The US Department of Justices (DOJ) filed a 51-page response to the pre-trial motions seeking to dismiss the charges against John Campos and Chad Elie, on…

The US Department of Justices (DOJ) filed a 51-page response to the pre-trial motions seeking to dismiss the charges against John Campos and Chad Elie, on Friday. The defendants were named in the indictments unsealed on Black Friday and find themselves in the position to defend online poker in court on behalf of all Americans.

A 52-page document detailing the DOJ’s response, obtained by Forbes, provides a first look at the strategy it intends to employ in proving its case and substantiating its assault on online poker.

John Campos, former vice chairman of the board and part owner of Sun First Bank and Chad Elie, who operated a payment processor for online poker sites, were charged with numerous offenses including violation of the Unlawful Internet Gambling Enforcement Act (UIGEA),the Illegal Gambling Business Act (IGBA), money laundering, and operating an illegal gambling business.

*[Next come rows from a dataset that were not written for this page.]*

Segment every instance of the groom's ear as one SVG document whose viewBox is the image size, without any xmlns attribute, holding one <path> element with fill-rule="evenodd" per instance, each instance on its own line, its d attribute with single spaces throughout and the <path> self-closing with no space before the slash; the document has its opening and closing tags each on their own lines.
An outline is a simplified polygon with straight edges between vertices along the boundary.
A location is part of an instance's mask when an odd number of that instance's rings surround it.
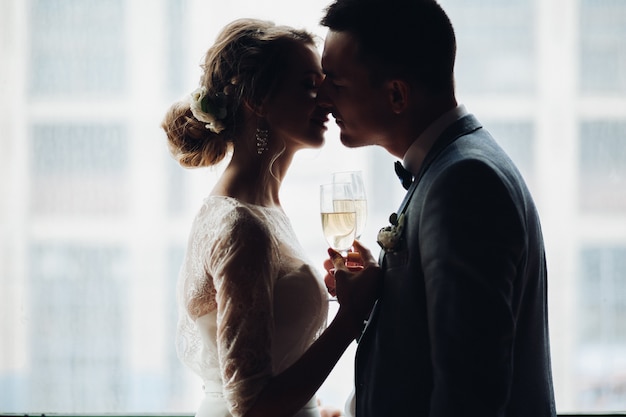
<svg viewBox="0 0 626 417">
<path fill-rule="evenodd" d="M 404 80 L 389 80 L 387 81 L 387 91 L 391 110 L 396 114 L 405 111 L 409 106 L 411 86 Z"/>
</svg>

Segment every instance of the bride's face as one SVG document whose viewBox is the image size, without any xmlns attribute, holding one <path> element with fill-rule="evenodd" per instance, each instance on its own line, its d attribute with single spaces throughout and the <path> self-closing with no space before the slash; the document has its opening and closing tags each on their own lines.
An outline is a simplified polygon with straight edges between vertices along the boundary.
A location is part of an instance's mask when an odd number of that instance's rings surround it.
<svg viewBox="0 0 626 417">
<path fill-rule="evenodd" d="M 324 79 L 320 56 L 314 45 L 291 48 L 287 76 L 266 103 L 270 140 L 282 139 L 287 151 L 317 148 L 324 143 L 328 111 L 316 103 Z"/>
</svg>

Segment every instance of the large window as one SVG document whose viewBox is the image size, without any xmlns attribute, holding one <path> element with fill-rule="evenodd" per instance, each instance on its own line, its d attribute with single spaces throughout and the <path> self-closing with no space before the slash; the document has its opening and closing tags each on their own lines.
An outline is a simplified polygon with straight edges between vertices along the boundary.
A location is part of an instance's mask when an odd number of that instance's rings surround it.
<svg viewBox="0 0 626 417">
<path fill-rule="evenodd" d="M 318 26 L 330 0 L 0 2 L 0 412 L 193 413 L 175 283 L 223 167 L 184 170 L 159 125 L 237 17 Z M 545 233 L 559 412 L 626 410 L 626 2 L 441 0 L 459 101 L 517 163 Z M 321 48 L 321 44 L 320 44 Z M 378 229 L 404 189 L 331 126 L 282 201 L 320 267 L 316 189 L 360 169 Z M 331 311 L 331 314 L 333 311 Z M 351 346 L 320 391 L 341 406 Z"/>
</svg>

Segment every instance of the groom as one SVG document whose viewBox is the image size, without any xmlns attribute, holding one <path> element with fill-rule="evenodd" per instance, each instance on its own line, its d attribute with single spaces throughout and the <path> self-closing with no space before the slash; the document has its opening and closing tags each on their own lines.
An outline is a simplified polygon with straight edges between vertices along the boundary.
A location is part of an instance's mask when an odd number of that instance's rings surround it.
<svg viewBox="0 0 626 417">
<path fill-rule="evenodd" d="M 335 0 L 321 23 L 318 100 L 342 143 L 382 146 L 410 172 L 398 239 L 381 236 L 356 416 L 555 416 L 539 218 L 513 162 L 457 104 L 448 17 L 428 0 Z"/>
</svg>

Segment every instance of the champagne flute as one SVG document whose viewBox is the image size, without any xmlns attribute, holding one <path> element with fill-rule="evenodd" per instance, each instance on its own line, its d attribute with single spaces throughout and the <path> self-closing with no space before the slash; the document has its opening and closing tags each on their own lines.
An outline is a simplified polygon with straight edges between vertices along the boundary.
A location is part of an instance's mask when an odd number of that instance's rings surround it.
<svg viewBox="0 0 626 417">
<path fill-rule="evenodd" d="M 356 207 L 349 183 L 331 183 L 320 186 L 322 231 L 328 245 L 347 256 L 356 232 Z"/>
<path fill-rule="evenodd" d="M 359 240 L 365 229 L 367 220 L 367 199 L 365 197 L 365 185 L 361 171 L 334 172 L 333 182 L 348 183 L 352 188 L 354 206 L 356 208 L 356 232 L 355 239 Z"/>
<path fill-rule="evenodd" d="M 343 182 L 321 185 L 320 212 L 326 241 L 347 260 L 357 227 L 352 185 Z M 348 264 L 346 261 L 346 265 Z M 334 268 L 329 272 L 334 274 Z M 337 297 L 329 297 L 328 300 L 337 301 Z"/>
</svg>

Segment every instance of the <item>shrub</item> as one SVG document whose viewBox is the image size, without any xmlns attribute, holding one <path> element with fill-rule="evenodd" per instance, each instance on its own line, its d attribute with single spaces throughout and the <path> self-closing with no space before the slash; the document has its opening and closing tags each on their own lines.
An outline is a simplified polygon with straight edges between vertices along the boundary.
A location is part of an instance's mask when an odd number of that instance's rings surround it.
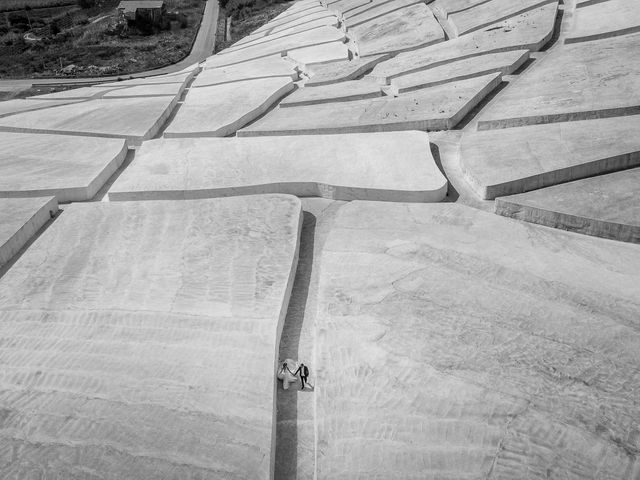
<svg viewBox="0 0 640 480">
<path fill-rule="evenodd" d="M 24 38 L 22 38 L 21 33 L 10 32 L 7 33 L 2 39 L 2 43 L 6 46 L 10 45 L 20 45 L 24 43 Z"/>
<path fill-rule="evenodd" d="M 9 24 L 11 25 L 26 25 L 29 23 L 29 19 L 26 15 L 13 14 L 9 15 Z"/>
<path fill-rule="evenodd" d="M 29 30 L 29 25 L 26 23 L 14 23 L 13 28 L 20 32 L 27 32 Z"/>
</svg>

Elie faces an additional charge of conspiracy to commit bank fraud and wire fraud.

The DOJ is seeking to dismiss the contentions the defendants made in their pre-trial motions including challenges to the language and jurisdiction of the laws they are accused of violating and, in Elie’s case, fraud. The DOJ asserts, “the conduct alleged in the Indictment – a scheme through which the charged defendants abused the U.S. financial system in order to fund their illegal operations – amounts to clear violations of the statutes charged.”

Additional details of the financial transactions that are the foundation of the Government’s case against the defendants were also disclosed in the document along with allegations of involvement with organized crime.

The legal arguments to be presented in this case are highly anticipated but, in the end, the passage of legislation to regulate the online poker – if successful – would do a lot to diffuse the hype.